Di Marco Signori - Il plebiscito che l’Abruzzo ha tributato a Luciano D’Alfonso, in linea con quello che è stato capace di conquistare rapidamente Matteo Renzi, segna la fine del centrodestra ma anche della sinistra.
Capace di fagocitare quasi tutte le forze avversarie, soprattutto quelle alla sua sinistra, il neo presidente di Regione, quasi alla stregua del premier, ha costruito una coalizione interamente subordinata alla sua figura.
Ha vinto Luciano D’Alfonso, non il Pd o il centrosinistra. Come nel resto d’Italia è stato l’ex sindaco di Firenze a vincere. Sono uomini soli al comando che nel giro di pochi mesi sono stati in grado di annichilire ogni contraddittorio. Soprattutto interno, se si pensa alle ultime prese di posizione delle minoranze Pd o, in Abruzzo, a quanto il neo presidente abbia ignorato ogni sollevazione seguita a candidature ritenute, a ragione, inopportune.
Tutte le individualità, insomma, soggiogate al leader. Comandano Matteo a Roma e Luciano a L’Aquila. Neanche troppo a Pescara quanto nel capoluogo, che riserva all’ex sindaco della città storicamente rivale un inedito consenso.
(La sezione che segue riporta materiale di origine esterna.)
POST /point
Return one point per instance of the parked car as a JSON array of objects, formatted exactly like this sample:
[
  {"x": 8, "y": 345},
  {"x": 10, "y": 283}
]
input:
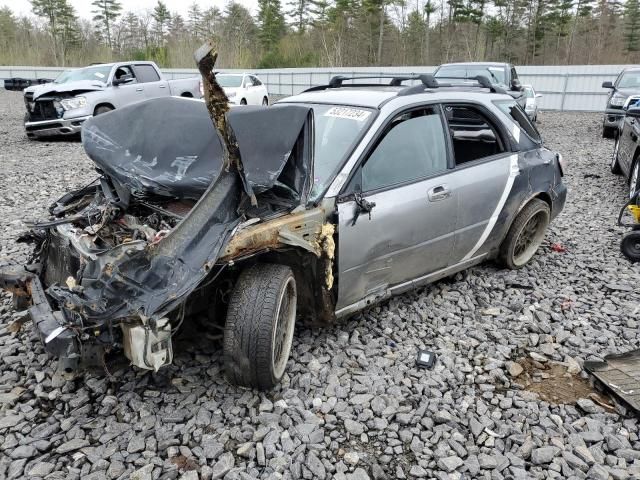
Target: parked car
[
  {"x": 503, "y": 74},
  {"x": 61, "y": 107},
  {"x": 625, "y": 159},
  {"x": 243, "y": 88},
  {"x": 626, "y": 84},
  {"x": 340, "y": 197},
  {"x": 531, "y": 106},
  {"x": 19, "y": 84}
]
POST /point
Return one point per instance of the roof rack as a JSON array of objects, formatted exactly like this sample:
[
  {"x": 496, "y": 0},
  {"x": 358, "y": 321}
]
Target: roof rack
[
  {"x": 426, "y": 82},
  {"x": 394, "y": 81}
]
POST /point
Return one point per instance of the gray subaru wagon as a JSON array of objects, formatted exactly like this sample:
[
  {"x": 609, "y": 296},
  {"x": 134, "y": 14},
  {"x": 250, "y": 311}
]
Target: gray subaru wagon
[{"x": 339, "y": 198}]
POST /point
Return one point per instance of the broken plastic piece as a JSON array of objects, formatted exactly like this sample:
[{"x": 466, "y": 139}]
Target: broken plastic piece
[{"x": 426, "y": 359}]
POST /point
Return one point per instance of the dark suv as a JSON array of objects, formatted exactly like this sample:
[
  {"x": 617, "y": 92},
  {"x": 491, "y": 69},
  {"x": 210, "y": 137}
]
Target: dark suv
[
  {"x": 626, "y": 85},
  {"x": 503, "y": 74}
]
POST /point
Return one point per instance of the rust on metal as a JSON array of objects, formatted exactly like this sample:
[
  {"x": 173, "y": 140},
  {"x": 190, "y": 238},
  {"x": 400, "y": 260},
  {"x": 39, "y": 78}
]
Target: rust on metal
[{"x": 300, "y": 229}]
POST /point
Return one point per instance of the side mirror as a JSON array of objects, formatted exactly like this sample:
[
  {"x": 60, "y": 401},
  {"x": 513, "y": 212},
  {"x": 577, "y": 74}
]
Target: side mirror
[
  {"x": 633, "y": 112},
  {"x": 128, "y": 78}
]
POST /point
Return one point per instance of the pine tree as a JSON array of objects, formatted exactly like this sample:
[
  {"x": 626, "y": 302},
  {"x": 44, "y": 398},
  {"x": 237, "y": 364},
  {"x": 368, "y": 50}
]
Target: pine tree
[
  {"x": 271, "y": 23},
  {"x": 194, "y": 20},
  {"x": 300, "y": 13},
  {"x": 105, "y": 14},
  {"x": 62, "y": 24},
  {"x": 632, "y": 25},
  {"x": 161, "y": 16}
]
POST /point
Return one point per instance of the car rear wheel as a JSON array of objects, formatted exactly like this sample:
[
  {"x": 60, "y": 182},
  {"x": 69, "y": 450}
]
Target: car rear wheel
[
  {"x": 259, "y": 329},
  {"x": 634, "y": 178},
  {"x": 101, "y": 110},
  {"x": 615, "y": 166},
  {"x": 525, "y": 235},
  {"x": 630, "y": 245},
  {"x": 608, "y": 132}
]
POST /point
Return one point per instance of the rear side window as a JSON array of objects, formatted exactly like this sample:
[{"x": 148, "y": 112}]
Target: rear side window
[
  {"x": 512, "y": 109},
  {"x": 146, "y": 74},
  {"x": 472, "y": 134},
  {"x": 413, "y": 147}
]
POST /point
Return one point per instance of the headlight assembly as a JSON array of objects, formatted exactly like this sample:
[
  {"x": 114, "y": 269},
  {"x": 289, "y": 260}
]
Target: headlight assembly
[{"x": 73, "y": 103}]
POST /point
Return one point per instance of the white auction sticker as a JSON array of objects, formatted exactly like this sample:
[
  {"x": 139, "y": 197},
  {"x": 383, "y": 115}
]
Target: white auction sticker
[{"x": 348, "y": 112}]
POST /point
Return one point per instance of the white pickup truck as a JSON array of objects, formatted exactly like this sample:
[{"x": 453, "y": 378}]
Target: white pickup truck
[{"x": 61, "y": 107}]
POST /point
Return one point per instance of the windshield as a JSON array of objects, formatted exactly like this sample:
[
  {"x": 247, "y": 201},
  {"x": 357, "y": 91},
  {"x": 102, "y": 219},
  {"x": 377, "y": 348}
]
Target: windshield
[
  {"x": 229, "y": 80},
  {"x": 337, "y": 128},
  {"x": 99, "y": 73},
  {"x": 495, "y": 74},
  {"x": 630, "y": 80}
]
Con i vertici del Pd che mostrano i muscoli dimostrando come, se loro vogliono, nei posti che contano riescono ad esserci: questo è il dato che emerge dall’elezione di Pierpaolo Pietrucci, che grazie alla benedizione di Stefania Pezzopane, Giovanni Lolli e Massimo Cialente che era mancata cinque anni fa a Gianni Anastasio, centra un risultato che non si raggiungeva da quindici anni. Perché mai, nelle tornate precedenti, il gotha democratico aveva individuato un proprio erede.
Nessuna voce, ma soprattutto nessun atto consequenziale nel segreto dell’urna, si è alzata contro l’inopportunità di candidare un uomo che avesse ancora conti aperti con la giustizia e non avesse mai del tutto chiarito alla opinione pubblica come abbia fatto, ad esempio, a vivere senza mai prelevare denaro dai propri conti correnti, così come risulta dalle carte processuali.
Nessuna obiezione, da parte di un elettorato storicamente attento alla questione morale, alla presenza nelle liste di transfughi, persone dalla dubbia integrità, esponenti di un sottobosco (anti)politico che hanno spesso portato la regione alla ribalta delle cronache nazionali. Negativamente, naturalmente.
Segno dei tempi e di quanto anche l’aspettativa del popolo di centrosinistra si sia ridotta.
E per una società che cambia, anche l’offerta politica non può che adeguarsi. Inutili ad esempio, per la sinistra guidata da Maurizio Acerbo, anni di battaglie per l’ambiente, il lavoro, i diritti: racimola percentuali da prefisso telefonico. Forse anche a causa di incomprensibili dinamiche locali, come all’Aquila dove è tutta da interpretare la discrasia tra il risultato della lista Tsipras alle europee che sfiora il 10% e quello de L’Altra Regione che non arriva neanche alla metà.
Mutuando Michele Serra, che all’indomani del voto regionale siciliano, alla luce dell’enorme astensionismo, scriveva che chi non vota perde il diritto di lamentarsi, oggi in Abruzzo si potrebbe affermare che chi ha votato quello che in campagna elettorale chiamammo caravanserraglio dalfonsiano, ha ora perduto il diritto di criticare. E per i prossimi cinque anni.
Il timore, tuttavia, a giudicare da un rapidissimo sondaggio maccheronico effettuato fuori i seggi domenica scorsa, è che più di qualcuno nel rispetto della tradizione abbia compiuto una scelta turandosi il naso. Non è forse significativo il fatto che Giovanni Lolli rispondendo al sottoscritto in diretta televisiva abbia condiviso l’inopportunità di candidare personaggi come Daniela Stati, Donato Di Fonzo, Giorgio D’Ambrosio o Donato Di Matteo e confermato la propria distanza siderale dai metodi di far politica di costoro?
La domanda di fondo resta una: possibile che la classe politica, che pure dovrebbe essere espressione della società, non abbia mai nessuno da proporre che non abbia avuto o abbia tuttora guai giudiziari, e sulla cui integrità morale è possibile non dubitare?